Кора пожала узкими плечами:

— Соглашайся или отказывайся — от аренды, я имею в виду.

— Спасибо, но мы отказываемся, — произнес чей-то голос.

Из кухни вышла Фионнуала. Кора сжалась. Она не пришла бы, если бы знала, что девчонка здесь. Ей удавалось обвести вокруг пальца робкую и бестолковую мамашу, но Фионнуала заставляла ее нервничать, поскольку каким-то образом всегда брала верх.

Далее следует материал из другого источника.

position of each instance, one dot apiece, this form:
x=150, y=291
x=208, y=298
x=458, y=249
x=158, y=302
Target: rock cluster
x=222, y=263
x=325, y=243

Именно Фионнуала несколько лет назад потребовала себе копию соглашения, которое подписала ее недалекая мать, и указала, что Кора имеет право только на одну треть делового предприятия, известного в настоящее время как «Салон-парикмахерская Лэйси», так что от квартиры наверху ей не причиталось и пенни. Именно Фионнуала всегда настаивала на том, чтобы Кора несла причитающуюся часть расходов парикмахерской Лэйси, вплоть до таких мелочей, как туалетная бумага, заколки для волос и даже чай, который пили клиентки. Фионнуала рассмеялась Коре в лицо, когда та попыталась было утверждать, что чаевые являются частью доходов.

Однако даже Фионнуала не могла отрицать, что in perpetuity значит «навечно». На все времена. Навсегда.

— Но ведь я спрашивала тебя тогда, и ты сказала, что это значит «до тех пор, пока не будут выплачены деньги», — заявила пораженная Элис много лет назад, когда посчитала, что сполна и с процентами вернула взятые в долг двадцать пять фунтов.